Long-term memory data structure:
{
"memory_id": "user_id_xxx_mem_002",
"tenant_id": "app",
"user_id": "user_id_xxx",
"agent_id": "worker_agent",
"type": "preference",
"scope": "private",
"content": {
"raw": "请用简洁,幽默的语气来和我聊天。",
"summary": "User prefers concise and humorous tone in conversations",
"structured": {
"tone": ["concise", "humorous"],
"communication_style": "casual",
"priority": "high"
}
},
"embedding": {
"model": "e5-large",
"vector": [0.123, 0.456, ...]
},
"metadata": {
"importance": 0.92,
"confidence": 0.96,
"tags": ["preference", "tone", "style"],
"source": "explicit_user_input",
"version": 1
},
"time": {
"created_at": "2026-04-20T10:00:00Z",
"updated_at": "2026-04-25T08:00:00Z",
"last_accessed": "2026-04-25T08:00:00Z",
"decay_score": 0.95
},
"relations": [
{
"type": "related_to",
"target_memory_id": "user_id_xxx_mem_001"
}
],
"access_control": {
"visibility": "private",
"allowed_users": [user_id_xxx],
"allowed_roles": ["admin", "editor"]
}
}
Explanation of Long-term Memory Fields
# Long-term memory extracted from the user's 10-20 conversation turns, labeled mem_002
"memory_id": "user_id_xxx_mem_002",
# The tenant's ID, here the user is using the iOS app
"tenant_id": "app_iOS",
# User's ID
"user_id": "user_id_xxx",
# ChatAgent name used by the user, "worker_agent"
"agent_id": "worker_agent",
# Long-term memory type: user preference. Possible types include episodic, semantic, procedural, preference, profile
"type": "preference",
# Scope of long-term memory: private, shared, or public
"scope": "private",
"content": {
# Raw user query content
"raw": "请用简洁,幽默的语气来和我聊天。",
# Long-term memory summary extracted by LLM
"summary": "User prefers concise and humorous tone in conversations",
# Structured JSON of the long-term memory after LLM extraction
"structured": {
"tone": ["concise", "humorous"],
"communication_style": "casual",
"priority": "high"
}
}
"embedding": {
# Long-term memory embedding model used is Microsoft's "e5-large"
"model": "e5-large",
# Vector representation of the long-term memory
"vector": [0.123, 0.456, ...]
},
"metadata": {
# The importance score of this long-term memory
"importance": 0.92,
# The confidence score of this long-term memory
"confidence": 0.96,
# Tags associated with this long-term memory
"tags": ["preference", "tone", "style"],
# Source of this memory: explicit_user_input, implicit_inference, system_generated, external_data, corrected_memory
"source": "explicit_user_input",
# Version number of this long-term memory
"version": 1
},
"time": {
# Creation timestamp of this long-term memory
"created_at": "2026-04-20T10:00:00Z",
# Update timestamp of this long-term memory
"updated_at": "2026-04-25T08:00:00Z",
# Last access timestamp
"last_accessed": "2026-04-25T08:00:00Z",
# Decay score from 0 to 1; 0.95 indicates this memory is worth long-term retention and is unlikely to be deleted.
"decay_score": 0.95
},
"relations": [
{
# This long-term memory relates to the user’s 0-10 turn memory mem_001; here mem_002 refers to 10-20 turns.
"type": "related_to",
"target_memory_id": "user_id_xxx_mem_001"
}
],
# Access control settings
"access_control": {
# This long-term memory is private
"visibility": "private",
# Access allowed only to user_id_xxx
"allowed_users": [user_id_xxx],
# Roles allowed to access: "admin", "editor"
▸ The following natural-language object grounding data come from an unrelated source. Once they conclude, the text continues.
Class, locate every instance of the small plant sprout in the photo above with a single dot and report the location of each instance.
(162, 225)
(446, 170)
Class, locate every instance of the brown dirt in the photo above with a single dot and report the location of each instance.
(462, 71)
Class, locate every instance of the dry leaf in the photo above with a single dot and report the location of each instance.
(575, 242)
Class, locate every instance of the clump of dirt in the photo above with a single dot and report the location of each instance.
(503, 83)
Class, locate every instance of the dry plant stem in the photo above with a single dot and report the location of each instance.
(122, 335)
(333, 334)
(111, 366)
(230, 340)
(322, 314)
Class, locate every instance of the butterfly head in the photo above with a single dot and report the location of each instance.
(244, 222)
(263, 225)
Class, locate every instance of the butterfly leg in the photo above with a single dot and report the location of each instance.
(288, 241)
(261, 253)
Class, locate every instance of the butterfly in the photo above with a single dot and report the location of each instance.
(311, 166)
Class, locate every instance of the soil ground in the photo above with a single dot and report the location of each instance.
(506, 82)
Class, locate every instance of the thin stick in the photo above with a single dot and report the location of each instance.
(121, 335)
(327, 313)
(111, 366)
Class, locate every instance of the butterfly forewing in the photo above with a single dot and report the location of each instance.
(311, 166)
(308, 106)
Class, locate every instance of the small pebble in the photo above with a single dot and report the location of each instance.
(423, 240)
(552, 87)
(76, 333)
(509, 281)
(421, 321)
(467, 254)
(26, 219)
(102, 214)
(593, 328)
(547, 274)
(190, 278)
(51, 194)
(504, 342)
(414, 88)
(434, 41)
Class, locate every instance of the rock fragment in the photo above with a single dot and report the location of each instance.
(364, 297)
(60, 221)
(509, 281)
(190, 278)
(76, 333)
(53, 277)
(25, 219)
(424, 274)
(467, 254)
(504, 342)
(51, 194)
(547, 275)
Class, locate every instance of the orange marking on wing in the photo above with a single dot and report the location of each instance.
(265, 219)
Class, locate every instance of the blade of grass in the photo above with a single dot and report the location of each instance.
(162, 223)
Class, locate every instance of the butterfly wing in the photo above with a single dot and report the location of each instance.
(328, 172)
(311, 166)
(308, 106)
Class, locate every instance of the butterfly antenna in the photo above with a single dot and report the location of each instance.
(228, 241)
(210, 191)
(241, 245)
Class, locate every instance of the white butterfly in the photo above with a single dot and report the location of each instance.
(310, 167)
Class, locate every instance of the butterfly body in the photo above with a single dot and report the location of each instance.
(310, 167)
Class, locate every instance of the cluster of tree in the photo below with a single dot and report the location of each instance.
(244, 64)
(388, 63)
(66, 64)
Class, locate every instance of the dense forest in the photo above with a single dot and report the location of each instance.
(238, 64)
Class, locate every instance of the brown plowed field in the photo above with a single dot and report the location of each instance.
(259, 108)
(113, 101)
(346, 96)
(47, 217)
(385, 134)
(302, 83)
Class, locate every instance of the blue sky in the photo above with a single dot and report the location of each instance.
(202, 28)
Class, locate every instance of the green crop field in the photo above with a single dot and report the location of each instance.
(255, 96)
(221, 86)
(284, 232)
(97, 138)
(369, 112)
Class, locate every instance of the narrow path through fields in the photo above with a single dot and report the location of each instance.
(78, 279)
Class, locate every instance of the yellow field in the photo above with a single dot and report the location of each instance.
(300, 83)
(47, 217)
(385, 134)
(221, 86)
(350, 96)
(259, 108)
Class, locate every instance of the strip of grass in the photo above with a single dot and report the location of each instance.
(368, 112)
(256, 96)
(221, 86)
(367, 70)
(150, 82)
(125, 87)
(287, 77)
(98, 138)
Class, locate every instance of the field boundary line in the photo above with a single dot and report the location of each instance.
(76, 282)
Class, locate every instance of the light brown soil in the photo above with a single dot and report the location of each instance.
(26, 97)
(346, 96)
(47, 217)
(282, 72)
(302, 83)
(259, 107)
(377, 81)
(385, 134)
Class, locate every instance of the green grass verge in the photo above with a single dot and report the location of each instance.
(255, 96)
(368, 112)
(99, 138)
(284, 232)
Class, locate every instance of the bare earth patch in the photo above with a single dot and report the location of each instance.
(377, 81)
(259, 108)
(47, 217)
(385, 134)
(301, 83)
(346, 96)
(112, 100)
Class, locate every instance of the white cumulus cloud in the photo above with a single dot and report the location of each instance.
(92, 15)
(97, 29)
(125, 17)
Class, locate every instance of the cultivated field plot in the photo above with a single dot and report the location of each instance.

"allowed_roles": ["admin", "editor"]
}
Key Implementation Points
Since I cannot share the source code publicly, I will explain the key points of the implementation.
-
- Use asynchronous threads to handle insertion and retrieval of long-term memory, with protection against database crashes.
-
- Support for overwriting, merging, and deleting long-term memory.
-
- Filter and deduplicate long-term memory before inserting into the database (consider similarity, importance, confidence).
-
- Use retrieval ranking or reranking when reading long-term memory.
-
- Automatically delete long-term memory when decay_score < 0.2.